Nancy Schlichting, who served as chief operating officer during the last four years of Warden’s tenure and is now president and CEO of Henry Ford, described Warden as a “mentor, friend and colleague, I would never describe him as a boss. He’s a very soft-spoken man, very humble in many ways, and an individual who truly respects the people he works with, treats them really as part of his family.”
Warden, 68, brought experience gained in an academic setting at Chicago-based Rush-Presbyterian-St. Luke’s Medical Center, now known as Rush University Medical Center; a group health system at the Group Health Cooperative of Puget Sound in Seattle; and a policymaking environment at the American Hospital Association, where he served as executive vice president, Schlichting says.
“What Gail has meant to this organization is understanding all the components that make up Henry Ford Health System,” she says. “What he brought was a very unique blend of experience that worked very well at Henry Ford.”
As executive vice president and COO of Rush-Presbyterian-St. Luke’s from 1965 to 1976, Warden helped lead the reopening of Rush Medical College and the creation of both the Rush College of Nursing and the Rush University System of Health, a network of affiliated hospitals. “The important thing about my stint at Rush was, I got very well-grounded in academic medicine,” he says.
At the AHA, where he worked from 1977 to 1981, Warden created constituency centers for groups such as multihospital systems, rural hospitals, rehabilitation centers and behavioral health specialists that exist to this day. He led a voluntary effort to reduce costs to avoid caps that the Carter administration wanted to impose, he beefed up the association’s hospital research and education trust, and he developed a “policy shop,” Warden says.

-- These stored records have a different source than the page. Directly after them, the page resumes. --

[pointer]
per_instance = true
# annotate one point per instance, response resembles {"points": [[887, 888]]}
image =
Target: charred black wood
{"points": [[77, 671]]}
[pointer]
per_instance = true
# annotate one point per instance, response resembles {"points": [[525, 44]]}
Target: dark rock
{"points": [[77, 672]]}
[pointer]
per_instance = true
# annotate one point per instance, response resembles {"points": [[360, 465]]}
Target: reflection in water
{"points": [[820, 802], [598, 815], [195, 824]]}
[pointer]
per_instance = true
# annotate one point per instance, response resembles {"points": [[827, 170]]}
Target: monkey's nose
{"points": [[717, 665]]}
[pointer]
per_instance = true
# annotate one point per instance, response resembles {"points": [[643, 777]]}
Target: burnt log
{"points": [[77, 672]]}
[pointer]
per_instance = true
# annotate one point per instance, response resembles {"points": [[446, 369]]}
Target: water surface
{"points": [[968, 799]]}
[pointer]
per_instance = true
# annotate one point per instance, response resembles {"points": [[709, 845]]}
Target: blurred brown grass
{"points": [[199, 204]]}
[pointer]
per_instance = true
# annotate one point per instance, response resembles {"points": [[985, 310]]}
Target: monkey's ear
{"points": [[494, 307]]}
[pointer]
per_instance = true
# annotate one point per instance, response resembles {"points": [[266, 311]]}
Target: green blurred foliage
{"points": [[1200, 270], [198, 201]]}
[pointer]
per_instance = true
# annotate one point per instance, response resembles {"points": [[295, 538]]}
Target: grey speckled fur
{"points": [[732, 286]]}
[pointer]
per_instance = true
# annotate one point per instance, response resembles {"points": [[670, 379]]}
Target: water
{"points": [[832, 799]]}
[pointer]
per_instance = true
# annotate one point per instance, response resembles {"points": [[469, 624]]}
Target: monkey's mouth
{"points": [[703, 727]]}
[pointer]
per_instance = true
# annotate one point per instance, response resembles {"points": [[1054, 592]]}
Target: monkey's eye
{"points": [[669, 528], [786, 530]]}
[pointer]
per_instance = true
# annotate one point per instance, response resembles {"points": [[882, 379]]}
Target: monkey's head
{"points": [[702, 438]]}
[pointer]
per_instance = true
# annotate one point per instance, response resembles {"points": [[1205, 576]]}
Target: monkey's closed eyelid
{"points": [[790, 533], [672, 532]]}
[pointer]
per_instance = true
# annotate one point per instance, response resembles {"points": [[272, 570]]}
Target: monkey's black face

Warden turned around a money-losing organization during his eight years at the Group Health Cooperative of Puget Sound, where he expanded the organization statewide; created a foundation as well as a center for health services research, “which is still one of the best in the country”; and founded a center for health promotion and disease prevention, “one of the first in the country,” Warden says. “They were looking for someone who had run a health system but also had an understanding of health plans.”
During his 15 years at the helm of Henry Ford, Warden led the system in efforts to better integrate its hospitals, medical group and health plans; raised funds to secure 45 endowed chairs; lobbied the state of Michigan to address the uninsured; established school-based health centers in the city of Detroit; and created its own centers for health services research, clinical effectiveness, health promotion and disease prevention.
“One of the most important things I did was to develop a strategic approach that brought everything together,” Warden says. “We got the system developed in such a way that everybody was pulling together and on the same page.” He adds that he also initiated a “major fundraising effort” that led to the endowed chairs.